“Given the critical importance of its senior management and staff to its business and continued success, JLT put in place broad-based retention and reward arrangements across the JLT Group to be implemented in the event of a possible transaction,” read the Rule 2.7 announcement published by the two firms.
They said the amount will be payable on or shortly following the closing of the acquisition, which values the entire issued and to be issued share capital of JLT at approximately £4.3 billion on a fully diluted basis. The consideration implies an enterprise value of approximately £4.9 billion.
Major shareholder JMH Investments Limited (JMH), which has more than a 40% shareholding in the British insurance brokerage, has committed to financially support the retention and reward arrangements by making a cash payment to JLT of £50 million.

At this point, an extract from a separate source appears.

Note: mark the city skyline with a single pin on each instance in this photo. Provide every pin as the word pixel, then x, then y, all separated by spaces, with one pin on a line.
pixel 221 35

“MMC acknowledges that, for the purpose of protecting the business to be acquired pursuant to the scheme, JLT has agreed to make cash retention awards to employees whose retention is considered critical for the business up to a maximum in aggregate of £75 million, such awards being funded in part by JMH,” stated the co-operation agreement seen by Insurance Business.
It continued: “MMC acknowledges that JLT may make cash awards to employees in recognition of value creation, length of service, and/or seniority of those individuals up to a maximum in aggregate of £25 million, such awards being funded by JMH.”
The “scheme” refers to a scheme of arrangement under Part 26 of the Companies Act.
JLT will be an addition to the US-headquartered buyer’s Marsh, Guy Carpenter, Mercer, and Oliver Wyman units.